The chairman of the House Intelligence Committee said on Saturday that calls for a special prosecutor to investigate possible ties between Donald Trump advisers and the Russian government amount to a “witch hunt” and resemble the McCarthyism of the 1950s.
“At this point we can’t go on a witch hunt against any American people…just because they appeared in a news story,” California Rep. Devin Nunes told reporters at California Republican convention in Sacramento on Saturday, according to the San Francisco Gate.
“I have to have some evidence that some American actually had contact with Russians. And I don’t have that now.
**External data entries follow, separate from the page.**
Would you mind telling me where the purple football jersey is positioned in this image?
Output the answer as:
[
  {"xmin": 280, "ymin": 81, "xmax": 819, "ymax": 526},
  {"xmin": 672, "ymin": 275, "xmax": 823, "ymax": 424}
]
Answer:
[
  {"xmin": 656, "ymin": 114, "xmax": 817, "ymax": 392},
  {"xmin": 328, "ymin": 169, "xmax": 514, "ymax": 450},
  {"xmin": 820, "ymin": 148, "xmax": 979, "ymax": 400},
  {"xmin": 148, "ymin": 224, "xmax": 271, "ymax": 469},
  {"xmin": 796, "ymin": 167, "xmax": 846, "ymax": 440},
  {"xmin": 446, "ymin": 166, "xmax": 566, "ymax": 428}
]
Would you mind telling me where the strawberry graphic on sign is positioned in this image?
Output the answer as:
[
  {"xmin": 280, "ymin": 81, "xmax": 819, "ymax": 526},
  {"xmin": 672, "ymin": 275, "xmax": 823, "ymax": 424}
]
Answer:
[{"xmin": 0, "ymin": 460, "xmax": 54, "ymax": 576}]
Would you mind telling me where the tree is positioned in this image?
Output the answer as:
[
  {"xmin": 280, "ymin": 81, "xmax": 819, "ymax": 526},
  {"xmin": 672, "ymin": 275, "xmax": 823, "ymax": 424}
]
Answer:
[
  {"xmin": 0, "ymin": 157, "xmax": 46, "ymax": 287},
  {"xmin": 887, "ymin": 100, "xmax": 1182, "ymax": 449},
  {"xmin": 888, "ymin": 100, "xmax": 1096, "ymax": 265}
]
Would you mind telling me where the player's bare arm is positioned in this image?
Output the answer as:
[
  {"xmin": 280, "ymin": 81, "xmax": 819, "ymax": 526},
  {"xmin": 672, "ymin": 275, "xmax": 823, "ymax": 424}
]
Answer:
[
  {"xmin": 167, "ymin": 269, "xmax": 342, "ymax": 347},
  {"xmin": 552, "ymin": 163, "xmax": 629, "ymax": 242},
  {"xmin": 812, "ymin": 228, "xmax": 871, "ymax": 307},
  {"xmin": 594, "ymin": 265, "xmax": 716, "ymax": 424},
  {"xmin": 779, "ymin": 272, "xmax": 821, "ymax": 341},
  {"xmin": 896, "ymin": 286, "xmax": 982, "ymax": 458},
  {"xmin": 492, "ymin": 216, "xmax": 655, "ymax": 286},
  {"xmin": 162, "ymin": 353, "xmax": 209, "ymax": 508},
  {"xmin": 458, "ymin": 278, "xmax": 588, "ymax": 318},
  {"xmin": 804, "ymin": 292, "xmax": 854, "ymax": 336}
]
This is almost like McCarthyism revisited,” he added.
According to news outlets like The New York Times, the FBI is investigating whether several former Trump campaign advisers coordinated with Russian intelligence officials to influence the election. The reports, which the former advisers say are false, have led to increased calls for Attorney General Jeff Sessions to recuse himself from the probe and appoint a special prosecutor.
California Rep. Darrell Issa on Friday became the first Republican to join Democrats in calling for Sessions’ recusal.
But Nunes, whose committee reluctantly began investigating the Trump-Russia allegations, says that “right now there’s no evidence of anything” improper.
“Until this gets to a point that gets serious where there’s somebody that you know has had some affiliation with the Russian government of some kind — but right now that doesn’t exist. And so, and I hate to use this, but it’s a lot like a fake news story. It won’t go away,” said Nunes, who was a member of the Trump transition team.
The New York Times reported earlier this month that the FBI is looking into whether the former Trump campaign advisers had discussions with Russian intelligence agents about the election. The report states that the advisers were in frequent phone contact with Russian government officials.
However, the report also noted that federal investigators do not yet have evidence that the communications included discussions of the presidential election. The reports also do not make clear whether federal investigators know whether the Trump advisers were aware that the people they are said to have talked with were working for the Kremlin.
The four current and former Trump advisers who have been identified as part of the probe have all denied talking with Russian government officials during the campaign. They also say they have not been contacted by the FBI to discuss the matter.
The White House’s efforts to bat down the Times’ report has led to further calls from Democrats to appoint a special prosecutor.
It was reported earlier this week that White House chief of staff Reince Priebus asked FBI director Jim Comey and his deputy, Andrew McCabe, if there was anything the bureau could do to rebut the reports.
CNN, which broke the story, characterized Priebus’ request as improper. But the White House claimed on Friday that Priebus asked Comey and McCabe if anything could be done only after McCabe told Priebus that the Times story was “bullshit.”